The Regional Court of Vienna Criminal (in the media often Criminal Court , commonly known as Landl called) is one of 20 regional courts in Austria and also the largest ordinary court of Austria. It is located in the 8th district of Vienna , Josefstadt , at Landesgerichtsstrasse 11 / Wickenburggasse 22 (access to the negotiation rooms). It is both a court of first and second instance. A prison, the Vienna Josefstadt prison, is connected. The entire building complex is popularly known as the "Gray House".

Court organization

This building complex contains:

The regional court for criminal matters is responsible in the first instance for crimes and offenses that do not belong before the district court. Depending on the seriousness of the crime, a different type of procedure is used. Either decide

In the second instance, the regional court hears appeals and complaints against the judgments of the district courts. A three-judge senate decides here whether the judgment is overturned or not and, if necessary, sets a new sentence.

The current President Friedrich Forsthuber is supported by two Vice-Presidents - Henriette Braitenberg-Zennenberg and Christina Salzborn.

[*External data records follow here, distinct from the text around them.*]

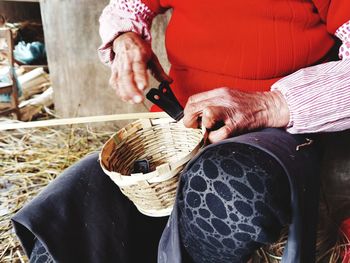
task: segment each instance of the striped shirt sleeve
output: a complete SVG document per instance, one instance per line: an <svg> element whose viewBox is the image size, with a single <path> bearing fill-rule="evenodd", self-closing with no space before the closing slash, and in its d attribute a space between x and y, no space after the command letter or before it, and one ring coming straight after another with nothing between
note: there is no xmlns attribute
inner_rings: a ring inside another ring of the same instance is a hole
<svg viewBox="0 0 350 263"><path fill-rule="evenodd" d="M100 60L111 65L114 59L113 41L124 32L135 32L151 41L150 28L155 13L141 0L111 0L100 16L102 45Z"/></svg>
<svg viewBox="0 0 350 263"><path fill-rule="evenodd" d="M343 41L342 60L301 69L272 85L287 101L289 133L350 129L350 21L336 35ZM340 32L342 32L340 36Z"/></svg>

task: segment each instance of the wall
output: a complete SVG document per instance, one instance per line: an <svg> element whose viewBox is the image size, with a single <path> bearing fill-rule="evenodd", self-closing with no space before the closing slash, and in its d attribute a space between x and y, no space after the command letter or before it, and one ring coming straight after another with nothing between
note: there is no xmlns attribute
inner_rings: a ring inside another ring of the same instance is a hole
<svg viewBox="0 0 350 263"><path fill-rule="evenodd" d="M119 100L108 87L109 68L98 59L98 18L108 0L43 0L41 12L55 106L62 117L145 111ZM167 16L154 23L154 49L166 65ZM156 85L153 81L152 86Z"/></svg>
<svg viewBox="0 0 350 263"><path fill-rule="evenodd" d="M0 14L4 15L9 22L23 20L40 21L39 3L0 1Z"/></svg>

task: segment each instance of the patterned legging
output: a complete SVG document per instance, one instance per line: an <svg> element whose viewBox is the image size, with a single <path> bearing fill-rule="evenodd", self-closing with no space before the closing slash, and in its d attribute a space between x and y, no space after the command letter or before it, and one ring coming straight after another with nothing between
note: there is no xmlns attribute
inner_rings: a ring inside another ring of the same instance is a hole
<svg viewBox="0 0 350 263"><path fill-rule="evenodd" d="M245 262L289 223L287 176L255 147L227 142L206 148L183 172L179 187L180 235L198 263ZM53 262L39 240L30 262Z"/></svg>
<svg viewBox="0 0 350 263"><path fill-rule="evenodd" d="M195 262L245 262L290 218L282 167L265 152L228 142L205 150L182 174L183 244Z"/></svg>

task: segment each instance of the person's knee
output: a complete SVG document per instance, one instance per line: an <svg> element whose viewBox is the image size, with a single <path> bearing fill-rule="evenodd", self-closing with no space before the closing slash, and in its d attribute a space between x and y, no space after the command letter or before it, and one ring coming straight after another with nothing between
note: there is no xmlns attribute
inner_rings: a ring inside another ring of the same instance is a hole
<svg viewBox="0 0 350 263"><path fill-rule="evenodd" d="M286 175L271 156L225 143L204 149L184 171L178 206L201 236L265 243L288 221L288 191Z"/></svg>

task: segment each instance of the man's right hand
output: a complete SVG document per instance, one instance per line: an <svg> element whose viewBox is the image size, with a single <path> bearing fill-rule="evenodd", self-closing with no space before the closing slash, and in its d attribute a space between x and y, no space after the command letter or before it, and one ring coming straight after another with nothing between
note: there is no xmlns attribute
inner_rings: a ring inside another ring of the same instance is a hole
<svg viewBox="0 0 350 263"><path fill-rule="evenodd" d="M113 42L113 51L116 56L109 83L123 101L143 101L143 91L148 86L147 69L159 82L172 82L150 44L136 33L128 32L117 37Z"/></svg>

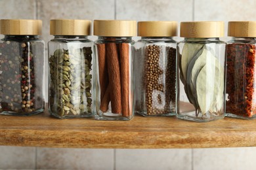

The following data were published in September 2012:

  • largest dish in Austria
  • 270 office days per year
  • 1500 people daily
  • 70 judges, 130 employees in the offices
  • 5306 proceedings (2011) with the detention and legal protection judges, that is approx. 40% of the total Austrian seizure
  • 7459 proceedings before main negotiating judges (30% of the total Austrian case)
  • Public prosecutor's office with 93 public prosecutors and 250 employees
  • 19,000 proceedings against 37,000 perpetrators (2011)
  • Josefstadt Prison with 1200 inmates (overcrowded)

story

Until 1839

Regional court on Landesgerichtsstrasse between November 1901 and 1906

The original building of the Vienna City Court House, the so-called Bürgererschranne , was located at Hohen Markt 5 from 1440 to 1839. In 1773, the Schranne was enlarged under Emperor Joseph II and the city and regional courts of the Vienna Magistrate were combined in this house. From this point on it was called "criminal court".

Due to the inadequacy of the prison rooms in the old court on Hohen Markt, there was already talk of building a new criminal court building at the beginning of the 19th century, but this project had to be postponed due to the state bankruptcy in 1811.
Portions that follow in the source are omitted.